Since pies are what’s buzzin right now, it being the holidays and all, I’ve been thinking much about them, particularly their dough/crust. Not much of a pie aficionado myself, I just buy pie crust on the occasion when I bake one, usually for Adam Linder, singer/songwriter/guitarist for the indie-punk band, Sister City.
The general consensus is obviously that homemade trumps store-bought pretty hard though, so heck, this time I went for it.
When my gorgeous test pie came out of the oven, I broke off a piece of the crust and WOW, it was just WOW. Pictured below is leftover dough I baked (though rolled about twice as thick as for a pie) with its PLENTIFUL layers, at once crispy and soft. The “light” and “flaky” raves people have about pie crust finally came true. I no longer had to pretend I understood like when you pretend that you think Mozart’s a genius too, even though in your head you’re like “???”
…halfway through my slice of pie I found myself forgetting the crust was special altogether, and my brain was just like “oh, apple pie, whatever…”

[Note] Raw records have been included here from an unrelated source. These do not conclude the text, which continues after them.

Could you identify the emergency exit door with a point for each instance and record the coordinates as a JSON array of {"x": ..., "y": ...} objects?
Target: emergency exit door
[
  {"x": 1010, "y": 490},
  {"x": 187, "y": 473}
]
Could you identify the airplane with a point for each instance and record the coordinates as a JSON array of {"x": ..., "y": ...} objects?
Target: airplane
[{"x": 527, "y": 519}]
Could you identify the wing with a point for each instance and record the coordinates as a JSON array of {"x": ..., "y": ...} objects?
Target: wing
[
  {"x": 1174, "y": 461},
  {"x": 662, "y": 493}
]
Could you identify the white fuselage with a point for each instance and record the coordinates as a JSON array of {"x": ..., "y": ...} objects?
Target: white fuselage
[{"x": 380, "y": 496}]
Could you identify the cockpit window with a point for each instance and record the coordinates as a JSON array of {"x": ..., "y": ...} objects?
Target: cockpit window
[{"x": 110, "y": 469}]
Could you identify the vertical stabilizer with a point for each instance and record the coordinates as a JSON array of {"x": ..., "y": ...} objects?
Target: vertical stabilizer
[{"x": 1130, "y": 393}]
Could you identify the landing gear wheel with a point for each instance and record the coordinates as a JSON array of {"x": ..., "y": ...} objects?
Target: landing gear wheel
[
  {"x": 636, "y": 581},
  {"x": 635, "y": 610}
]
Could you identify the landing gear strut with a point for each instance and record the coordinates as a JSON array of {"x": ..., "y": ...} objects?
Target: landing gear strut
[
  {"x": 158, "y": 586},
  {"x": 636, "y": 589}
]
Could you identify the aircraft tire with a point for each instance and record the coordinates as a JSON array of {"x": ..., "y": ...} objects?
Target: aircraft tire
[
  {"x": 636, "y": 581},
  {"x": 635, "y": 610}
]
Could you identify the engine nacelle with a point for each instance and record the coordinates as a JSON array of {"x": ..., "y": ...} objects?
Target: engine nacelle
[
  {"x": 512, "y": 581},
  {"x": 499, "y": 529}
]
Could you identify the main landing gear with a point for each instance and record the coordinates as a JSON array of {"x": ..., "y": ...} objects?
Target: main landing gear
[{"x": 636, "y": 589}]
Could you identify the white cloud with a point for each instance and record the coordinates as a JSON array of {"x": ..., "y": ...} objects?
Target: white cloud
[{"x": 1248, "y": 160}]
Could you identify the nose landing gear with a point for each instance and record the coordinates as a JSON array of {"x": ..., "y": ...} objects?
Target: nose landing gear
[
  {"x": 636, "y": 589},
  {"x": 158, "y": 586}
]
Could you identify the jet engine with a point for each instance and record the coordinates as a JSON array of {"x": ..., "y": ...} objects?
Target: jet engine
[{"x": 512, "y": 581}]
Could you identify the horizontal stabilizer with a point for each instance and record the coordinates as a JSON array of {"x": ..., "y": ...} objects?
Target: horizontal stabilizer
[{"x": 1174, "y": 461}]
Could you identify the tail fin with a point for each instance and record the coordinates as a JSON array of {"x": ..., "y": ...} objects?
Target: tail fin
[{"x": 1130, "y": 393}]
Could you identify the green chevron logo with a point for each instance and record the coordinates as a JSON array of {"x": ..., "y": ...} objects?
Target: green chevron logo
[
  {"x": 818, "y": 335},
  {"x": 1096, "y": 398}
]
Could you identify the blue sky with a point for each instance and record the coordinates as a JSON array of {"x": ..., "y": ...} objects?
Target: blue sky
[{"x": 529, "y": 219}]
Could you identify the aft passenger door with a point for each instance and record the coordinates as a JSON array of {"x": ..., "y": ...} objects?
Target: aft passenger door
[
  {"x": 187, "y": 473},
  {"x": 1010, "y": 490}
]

Because really, when is butter going to shine as a flavor when there’s almost ANY other flavor going on? That’s just what I feel. Indifferent to pies, even more indifferent to their crusts. Sad, I know… With these results in mind, I felt I should advise others who are also not yet on the tippity top of their pie game:
Pie AND baking aficionados: You probably have several disks of homemade dough sitting in your freezer right now and have an opinion on the shortening vs. butter debate, depicted in an easy-to-follow fashion here by The Pioneer Woman.
Pie aficionados who usually buy their pie but want to bake it this time**: If you make your own dough, you will be amazed at how good the whole picture of your pie comes out. If not, odds are, you’ll still be pretty satisfied and feel accomplished because you thought you couldn’t bake anything, but actually you could!
Occasional bakers who don’t care that much about pie: This is probably not worth your effort as you will make additional mess and dishes and, like me, not notice after awhile that your crust is special.
Baking aficionados who don’t care that much about pie**: Your call. Depends on how much time you have and what occasion the pie is for. Try it once, see how wowed or un-wowed you are and take it from there.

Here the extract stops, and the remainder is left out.